If you want to offer WiFi to your customers, be sure that the router supports guest access. That allows you to set up separate WiFi access to allow your customers to connect to the Internet, but not to access your local network.
What Advanced Features Do You Need?
Most business-grade routers support special features that you may or may not need. Here are just a few examples.
- Port forwarding. This allows packets intended for a specific device (generally a server) to be routed to that device. Remotely-accessible security camera systems, for example, may need port forwarding.
- Dual-WAN Capability. Dual-WAN firewall routers allow you to use two Internet connections for load-balancing or failover. Most commonly both Internet connections use wired Ethernet ports; but some routers also allow the use of a WiFi 4G hotspot as one of the Internet sources. This is a common arrangement when a wired Internet connection is used for primary Internet, and a 4G hotspot is used as failover when the wired connection goes down.
- VPN (Virtual Private Network). This allows you or your employees to access your office remotely over a secure, encrypted "tunnel."
- QoS (Quality of Service). In a nutshell, QoS is a way to assure that devices and services have the bandwidth they need by either reserving or prioritizing traffic to those devices or services. This is important if you use a VoIP telephone system, video conferencing, or other services that absolutely must have a certain amount of available throughput to function properly. This doesn't mean only those devices or services that need a lot of throughput, by the way. It also includes services like VoIP whose bandwidth needs are relatively modest, but which really need that modest amount of bandwidth to work well.
- Bandwidth Restriction. Allows you to selectively limit, or "throttle," the speed of users or devices. This could be useful in a home office situation, for example, to prevent your kids from hogging all the bandwidth by video chatting while you're trying to get work done.
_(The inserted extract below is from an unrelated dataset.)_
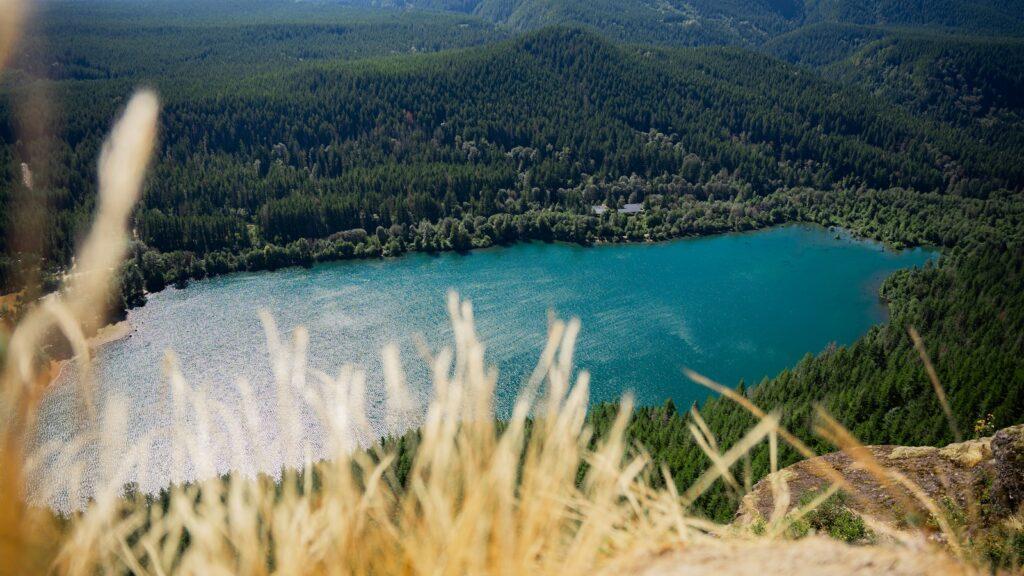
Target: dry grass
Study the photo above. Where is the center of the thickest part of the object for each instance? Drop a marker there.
(479, 498)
- Malware Scanning. Some routers offer virus, spyware, and ransomware scanning. This almost always requires a subscription to the manufacturer's supporting services to keep the definition files updated.
- Content Filtering. Many firewall routers offer the option to filter content such as known-malicious Web sites, spam, scams, and so forth, as well as Web sites that you simply don't want your employees accessing when they're supposed to be doing actual work.
- User Access Restrictions. This feature is useful if only some of your users need Internet access, if you want to prevent users from accessing non work-related sites, if you want to limit which users have access to servers, or in any other way restrict network and Internet access on a per-user or per-device basis.
- Advanced Logging. Keeps detailed records of network activity for a longer period of time than consumer-grade routers allow.
- Peripherals Support. Many routers have built-in servers that allow them to serve as hosts for external hard drives, printers, security camera systems, and other devices.
What is Your Budget?
This really should be the last question you ask when choosing something as important as a firewall. It's the thing you should consider only after you've narrowed your search down to those devices that will satisfy your needs and those of any providers who have a say in the matter. At a minimum, make sure that the router you choose is ICSA-certified. It at least shows an attempt at doing your due diligence to protect your customers' or patients' data. Saving a few dollars isn't worth your company's becoming the victim of ransomware, a data breach, or other cybercrime.